Cameron was speaking at the party conference of Chancellor Angela Merkel's Bavarian allies, the Christian Social Union (CSU), whose views on returning powers to national parliaments and curbing benefits for migrants are closely aligned with his own.

"I feel very heartened by the good will I've felt from fellow sister parties and from the CSU here in Bavaria today," Cameron said in an address on Thursday, after holding talks with Chancellor Angela Merkel the previous evening.

Cameron is intent on enlisting German help in getting the EU reform deal he wants and assuaging eurosceptic hardliners in his base before Britons decide on their continued membership in less than two years.

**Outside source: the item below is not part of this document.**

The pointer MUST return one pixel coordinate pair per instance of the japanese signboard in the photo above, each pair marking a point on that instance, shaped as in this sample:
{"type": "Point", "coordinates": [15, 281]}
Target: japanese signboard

"I want to make sure [the British people] have the very best choice of staying in a reformed European Union," he said. "... part of Europe for trade and cooperation, working together over the security challenges that we face, but not joining the euro [and] not being part of the Schengen no-borders agreement."

Earlier on Thursday, Germany's mass circulation newspaper Bild published an op-ed by Cameron in which the British leader argues that "Germany can help" push for changes that might persuade Britons to vote in favour of remaining in the bloc.

The proposals he outlines in the article include returning powers to national parliaments, "reducing excessive administration and trade constraints," creating more flexibility for employers and curbing benefits for migrants for the first four years.

Cameron arrived in the Bavarian resort town of Wildbad Kreuth on Wednesday to attend a party conference hosted by the CSU, Merkel's conservative allies in the southern state.

CSU chief Horst Seehofer, who has repeatedly butted heads with Merkel over his bid for stringent immigration controls, said that Cameron's view on benefits were "CSU through and through."

The British premier is scheduled to leave Bavaria later in the day for Budapest, where he plans to hold talks on EU reform and other topics with his Hungarian counterpart, the right-wing conservative Viktor Orban.